Too often in healthcare, the main concern of insurers and health professionals becomes focused on financial optimization over patient benefit. A recent University of Michigan Medical School study analyzed the true cost-effectiveness between 2 stroke medications: from the viewpoint of society and the insurer and from the viewpoint of the patient. The 2 drugs were dabigatran, a powerful but expensive therapy, and warfarin, a much cheaper but also less effective therapy.
The study analyzed findings from previous studies about the use of the 2 drugs in patients over the age of 65 years who had atrial fibrillation, increased risk of stroke, Medicare coverage, and no contraindications to anticoagulants. Quality-adjusted life expectancy, net costs, and adverse event risks were calculated for 35 years or until death by each payer perspective: society, Medicare, and the patient. The incremental cost-effective ratio (ICER) was the variable of comparison. A “cost-saving” ICER occurred when quality-adjusted life years outweighed overall costs.
Results showed that dabigatran is more cost-effective than warfarin from societal and Medicare perspectives, but when it comes to the patient’s perspective, it’s not so clear cut. For patients with Medicare Part D prescription drug coverage, dabigatran was cost-saving, but for patients without insurance the treatment was more costly. In other words, those without coverage would have to pay more than the worth of the therapeutic benefit they would receive from the drug. Adults without Medicare Part D coverage represents a sizeable percentage of the population, with vulnerability to the high costs of newer, more effective medications like dabigatran.
The study results demonstrate the idea that prescription coverage has a significant effect on what therapies are most cost-effective for patients. It all comes down to whether the cost of the medication (associated with insurance coverage) is worth the quality years a patient can gain (associated with patient’s risk of stroke).
With so many benefit/risk calculations to consider when it comes to choosing a medication, patients can become overwhelmed. Therefore, doctors and patients need to collaborate to choose therapies based on individual circumstances and coverage.
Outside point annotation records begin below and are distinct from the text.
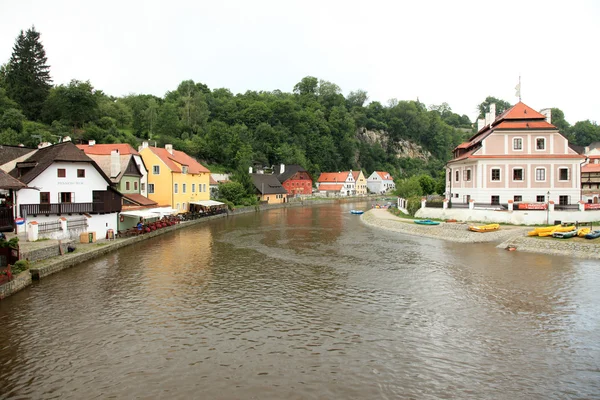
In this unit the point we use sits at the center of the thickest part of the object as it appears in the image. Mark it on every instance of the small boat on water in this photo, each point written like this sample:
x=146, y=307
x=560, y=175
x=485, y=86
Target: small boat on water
x=593, y=235
x=426, y=222
x=484, y=228
x=565, y=235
The patient-centered approach from this study can also be utilized to study other drugs on the market that have cheaper alternatives or more effective counterparts in order to decide the best treatment for the patient.
“The patient needs to be an important part of the decision about which anticoagulant strategy to choose,” the study’s lead author Geoff Barnes, MD, MSc, said in a statement. “If they don’t know what it will cost them, they can’t make an informed decision. Based on this study, we can give patients and physicians good cost-benefit data to use in that discussion.”